But Neslin says regulations helped protect the environment because companies had to start doing more water testing. He says it also helped the economy because in the three years after new rules were implemented, natural gas production went up 10 percent.
Back to NC
James Womack, chairman of North Carolina’s Mining and Energy Commission, says fracking will bring jobs to the state now and rules can be revised over time.
“We could take another 10 years and get another 1 or 2 percent improvement, but at some point ‘Good enough’ has to be the goal, we need to get into the energy business in this state,” he says.
Womack says the commission isn’t rushing. He says the state what it needs for modern regulations - this includes standards for the construction of wells. Womack says he expects drilling companies to be responsible partners.
"Typically industry is very cautious and careful because they know it’s much cheaper to do it right on the front end than have to remediate it on the back end because it is 10 times more expensive to clean up the mess than it is to do it right the first time," he says.

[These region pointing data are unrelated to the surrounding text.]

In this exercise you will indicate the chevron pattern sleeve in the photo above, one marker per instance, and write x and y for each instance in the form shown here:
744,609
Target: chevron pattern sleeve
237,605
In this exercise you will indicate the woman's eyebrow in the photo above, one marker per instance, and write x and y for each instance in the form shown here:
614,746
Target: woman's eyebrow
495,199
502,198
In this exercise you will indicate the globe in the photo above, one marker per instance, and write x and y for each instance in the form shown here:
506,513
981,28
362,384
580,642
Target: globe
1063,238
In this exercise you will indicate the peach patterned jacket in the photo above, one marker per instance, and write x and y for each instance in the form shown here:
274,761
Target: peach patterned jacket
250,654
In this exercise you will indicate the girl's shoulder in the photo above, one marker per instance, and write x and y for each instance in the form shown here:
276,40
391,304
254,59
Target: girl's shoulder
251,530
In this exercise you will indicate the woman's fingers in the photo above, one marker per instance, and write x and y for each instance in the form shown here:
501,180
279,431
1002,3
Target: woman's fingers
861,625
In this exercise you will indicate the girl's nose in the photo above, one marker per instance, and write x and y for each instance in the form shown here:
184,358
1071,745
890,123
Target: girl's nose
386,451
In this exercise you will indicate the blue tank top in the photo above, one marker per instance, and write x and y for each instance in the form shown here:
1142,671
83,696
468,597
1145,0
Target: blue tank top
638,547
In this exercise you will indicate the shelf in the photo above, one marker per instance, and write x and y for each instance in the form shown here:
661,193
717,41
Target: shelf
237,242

But conservationists aren’t so trusting of businesses. Last month, the North Carolina Conservation Network and the Southern Environmental Law Center asked the commission to spend more time looking at things as basic as how rules will be enforced.
Garbutt says the commission has a lot of work to do.
"I think they’ll put in the extra time and stay late,” she says. “But you hope that they take the time they need and don’t end up trying to rush them."
The commission has its last scheduled meeting to go over rules today. Three hearings for public input are set for August.